Talk about fucked up, right? I haven’t shared this with anyone because it’s weird to casually mention this type of shit without people thinking I am totally off my nut.

On my blog, I promised myself and my readers to be honest, genuine, and authentic, which is not easy. I feel like these journeys are necessary to honor and talk about.

These posts are difficult to write and even harder when I lose readers because of them.

I never said this journey would be easy, but I seem to be progressing slowly and steadily regarding a fraction of my life’s lessons.

Thanks for reading and even more for sticking around. 🖤

Yet, another lesson; part one…

My crystal and gemstone turtle collection.
They were freshly charged during the full moon.

I must be a slow learner regarding my path on this journey in this lifetime. My spirit guides and power animals are probably sick and tired of trying to get this lesson across. 

I have different power animals for different lessons. Sometimes, they all try to get the same lesson through my thick head. Like this one.

Turtle is my primary or constant power animal.

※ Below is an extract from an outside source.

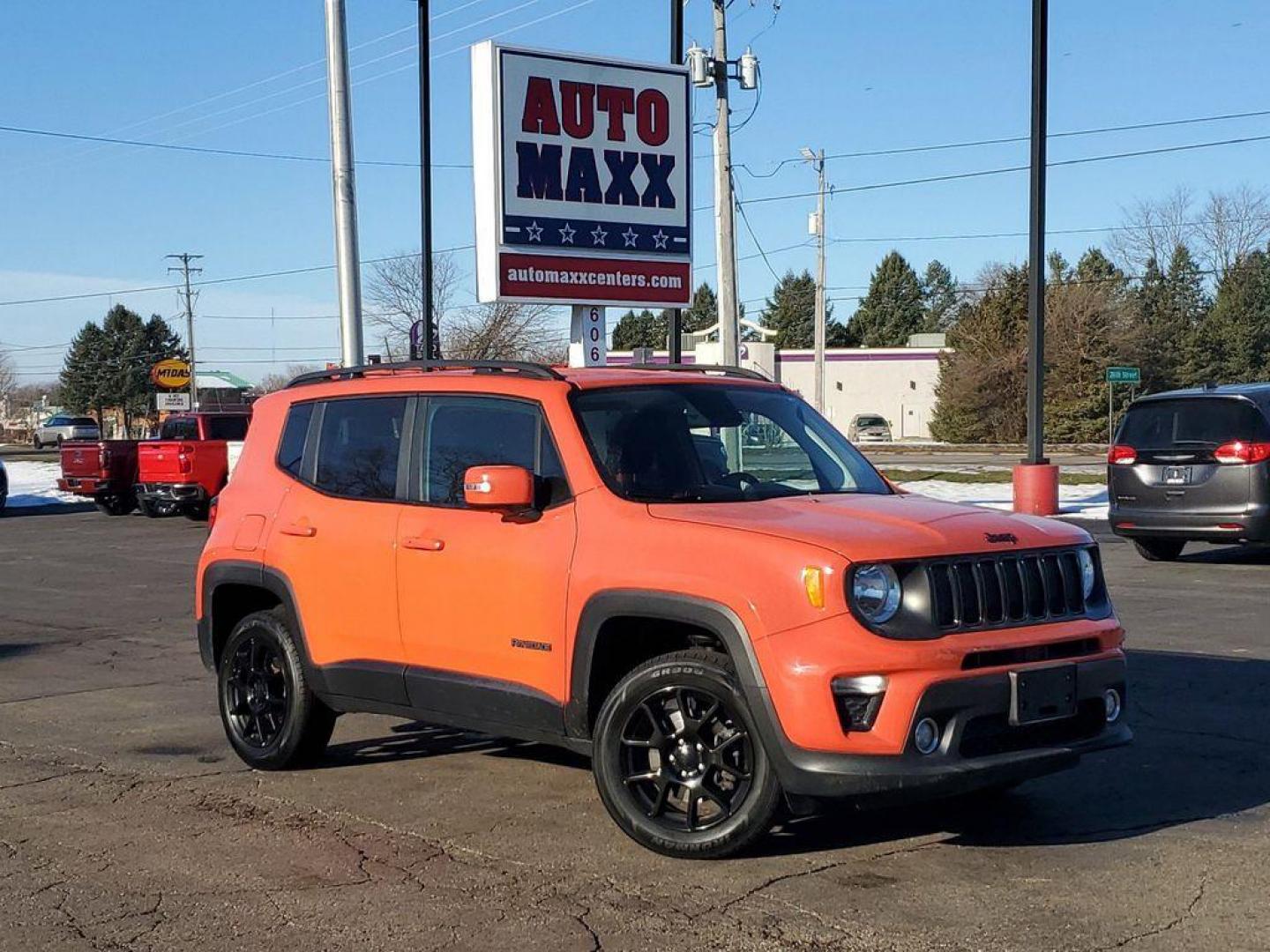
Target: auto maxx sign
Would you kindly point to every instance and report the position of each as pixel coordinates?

In my “letting go of worrying” lesson, Hawk and Wolf recently tried. I understood what they were saying, but being able to let go of my constant worrying is something else.

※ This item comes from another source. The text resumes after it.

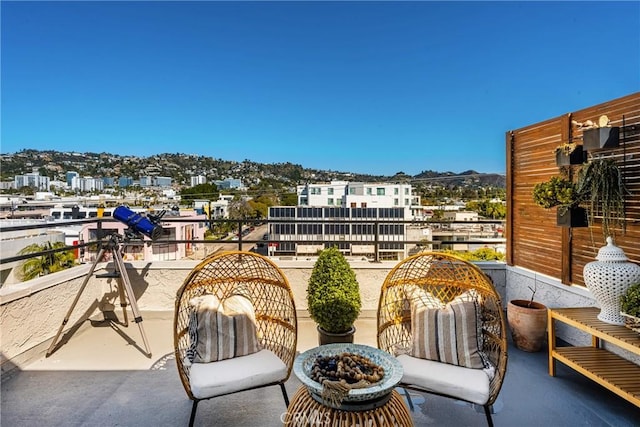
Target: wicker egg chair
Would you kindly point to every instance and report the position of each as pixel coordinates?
(436, 279)
(259, 279)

A few years ago, I learned about giving your worries to God or the universe. I’ve posted that at bedtime when my worries flood my mind, I would tie a balloon string to each of them and watch them float away. 

While this has helped a lot over the last ten years, I now find myself back to giving away each of my worries a few times a day. I thought I had this; it turns out I don’t. I was a bundle of anxiety that was getting out of control again.

It took a visit with Turtle on Thursday afternoon while I was meditating to learn another piece of this lesson. I always thought I had Turtle as a spirit animal because I was always fast and on the go. This was true, or so I thought.

What I learned the other day wasn’t about how physically fast I was but how fast my thoughts and worries were. Hmmm? 🤔

Turtle is always gentle and friendly with me. He may not look like a creature giving you the warm fuzzies, but his personality does. Then this happened.

Turtle sternly told me I was NOT living in the now, even though I thought I did sometimes. Not at all. I must say to you, I was surprised by his frankness; Hawk must be rubbing off on him.

I asked him why in a defensive way. It’s what I do when I know I will be proved wrong. He was more than ready to do so. My ears were wide open for this lesson.

He started by saying I’ve come a long way in this life experience, but I still didn’t have the not worrying thing down yet, by any stretch of the imagination. OK, now what?

He said in a now gentle voice, “By giving away your worries one by one, you aren’t able to live in the now.” It started to make sense at that point. Listing off my worries numerous times of the day was the opposite of living in the now.

He continued by telling me my worries are about past and future things that I fear. We all do that, don’t we, even if we don’t talk about it?

To live in the now, I need to give whatever worry I have at that very moment. For example, in the waiting room of a doctor’s office, I can give away my concern about the appointment and the outcome, not all week or month like I was doing.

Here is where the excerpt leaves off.